8. Le département des Landes invoque en défense des nouveaux motifs tirés des difficultés de Mme Murat à travailler avec les services départementaux, du risque de chutes des personnes accueillies lié à la présence de chiens dans les parties communes de la maison, ainsi que des insuffisances de la requérante dans ses pratiques professionnelles et de son incapacité à les faire évoluer.

9. Il ressort en effet des pièces du dossier que la requérante possédait, à la date de la décision attaquée, quatre chiens vivant dans les parties communes de sa maison. A cet égard, l'avis de l'union départementale des associations familiales (UDAF) des Landes en date du 16 juin 2021 indique que ces animaux font peser un risque potentiel non négligeable de chutes pour les futures personnes âgées accueillies. Si la requérante soutient à cet égard, sans être sérieusement démentie par le département, qu'elle a, depuis, installé un enclos pour ces chiens, les photos non datées qu'elle produit, à l'appui de ses allégations, dans son mémoire enregistré le 26 octobre 2023, ne permettent pas d'établir que ce risque de chute avait été suffisamment pris en compte à la date du refus d'agrément en litige du 6 juillet 2021. De plus, il ressort des rapports établis par les services départementaux en vue des réunions de la commission d'agrément du 10 janvier 2020 et du 22 juin 2021, que Mme Murat s'appuie sur " ses propres représentations de la vieillesse ", que son savoir-faire se limite à des " prises en charge passées " sans envisager des situations nouvelles, qu'elle ne semble pas capable de remettre en question ses pratiques et qu'il lui est reproché de ne pas essayer de faire évoluer ses représentations des pathologies de la vieillesse et de ses missions, notamment en refusant de suivre une formation.
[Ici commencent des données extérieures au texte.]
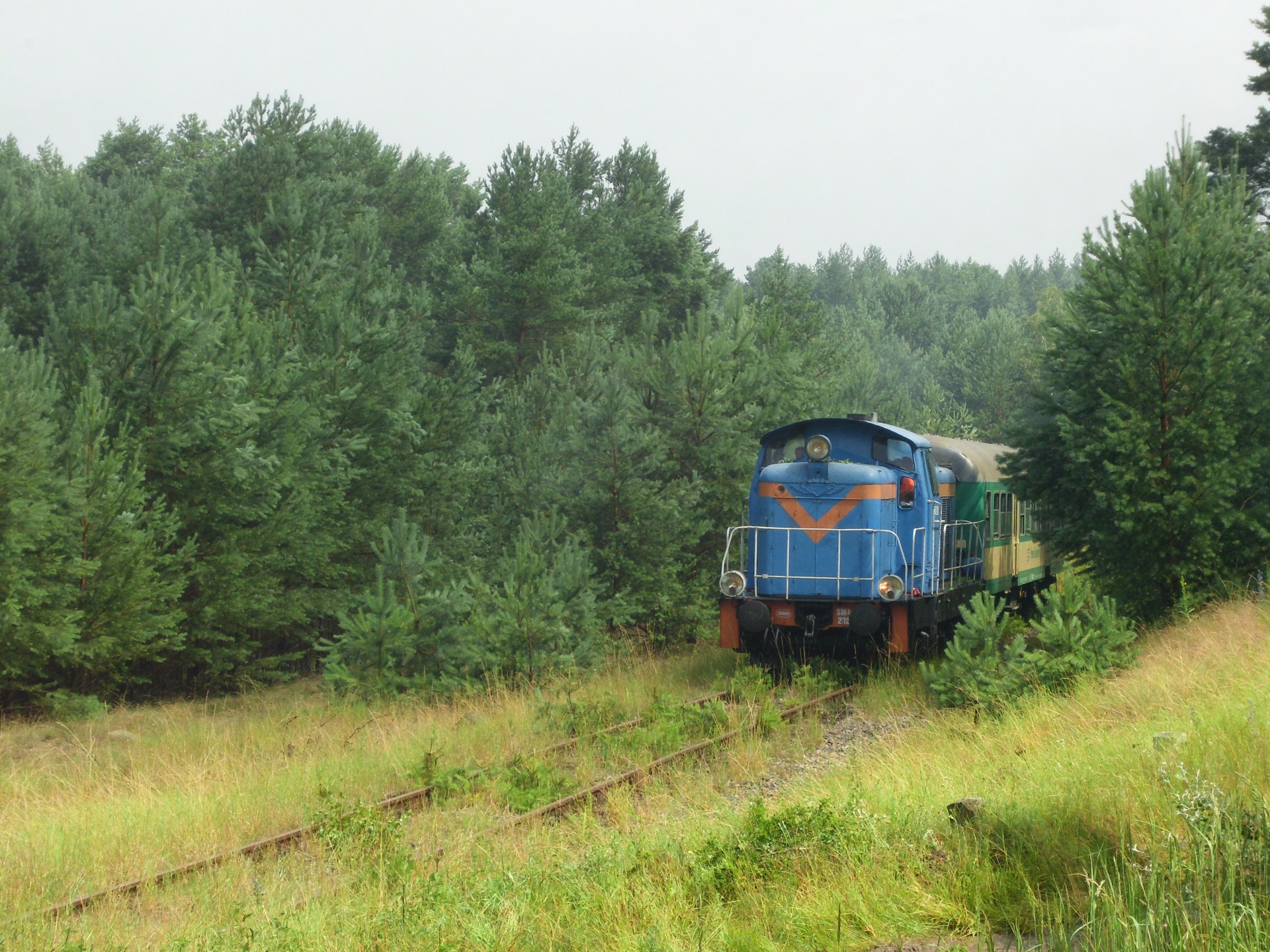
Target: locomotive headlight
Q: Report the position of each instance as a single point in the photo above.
(890, 587)
(818, 448)
(732, 584)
Enfin, le département met à nouveau en avant les relations difficiles entre Mme Murat et les services départementaux, notamment du fait de la rétention d'informations par cette dernière.

10. Dans ces conditions, l'ensemble de ces éléments, non sérieusement contestés par Mme Murat, peuvent être pris en compte par le département pour considérer que les conditions d'accueil proposées n'étaient pas de nature à garantir la santé, la sécurité et le bien-être physique et moral des personnes accueillies. Le président du conseil départemental des Landes aurait pris la même décision s'il avait entendu initialement se fonder sur ce motif, qui ne prive la requérante d'aucune garantie procédurale. Il y a donc lieu de procéder à cette substitution de motif.
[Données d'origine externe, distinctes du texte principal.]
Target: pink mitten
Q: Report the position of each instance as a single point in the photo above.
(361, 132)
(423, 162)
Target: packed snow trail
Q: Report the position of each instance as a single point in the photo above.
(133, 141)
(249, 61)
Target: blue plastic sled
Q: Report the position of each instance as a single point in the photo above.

11. Il résulte de tout ce qui précède que Mme Murat n'est pas fondée à demander l'annulation de la décision du 6 juillet 2021 par laquelle le président du conseil départemental des Landes a refusé de lui délivrer un agrément d'accueillante familiale.

Sur les frais liés au litige :

12. Les dispositions de l'article L. 761-1 du code de justice administrative font obstacle à ce que le département des Landes, qui n'a pas, dans la présente instance, la qualité de partie perdante, verse à Mme Murat la somme que celle-ci réclame au titre des frais exposés par elle et non compris dans les dépens.

D É C I D E :

Article 1er : La requête de Mme Murat est rejetée.
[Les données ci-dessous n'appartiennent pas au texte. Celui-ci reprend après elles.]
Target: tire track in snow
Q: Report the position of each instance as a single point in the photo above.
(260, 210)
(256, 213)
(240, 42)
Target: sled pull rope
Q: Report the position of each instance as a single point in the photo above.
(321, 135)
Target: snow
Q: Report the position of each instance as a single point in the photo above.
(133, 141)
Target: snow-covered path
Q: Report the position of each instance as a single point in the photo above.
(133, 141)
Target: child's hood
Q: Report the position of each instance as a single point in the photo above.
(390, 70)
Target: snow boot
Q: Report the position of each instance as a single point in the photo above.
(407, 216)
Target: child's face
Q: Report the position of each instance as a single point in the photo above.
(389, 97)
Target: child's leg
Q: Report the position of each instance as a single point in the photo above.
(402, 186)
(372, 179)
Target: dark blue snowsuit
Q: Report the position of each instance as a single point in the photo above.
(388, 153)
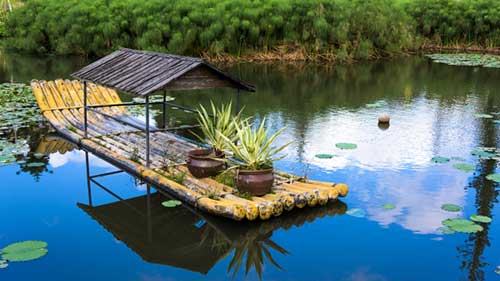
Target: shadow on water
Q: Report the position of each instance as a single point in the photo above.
(183, 237)
(485, 199)
(186, 238)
Article 2 : La présente décision sera notifiée à Mme A Murat et au département des Landes.

Délibéré après l'audience du 13 mars 2024, à laquelle siégeaient :

Mme Perdu, présidente,

M. Rousseau, premier conseiller,

Mme Portès, conseillère.

Rendu public par mise à disposition au greffe le 2 avril 2024.

La rapporteure,

signé

E. PORTÈS

La présidente,

signé

S. PERDU

La greffière,

signé

A. STRZALKOWSKA

La République mande et ordonne à la préfète des Landes, en ce qui la concerne ou à tous commissaires de justice à ce requis en ce qui concerne les voies de droit commun, contre les parties privées, de pourvoir à l'exécution de la présente décision.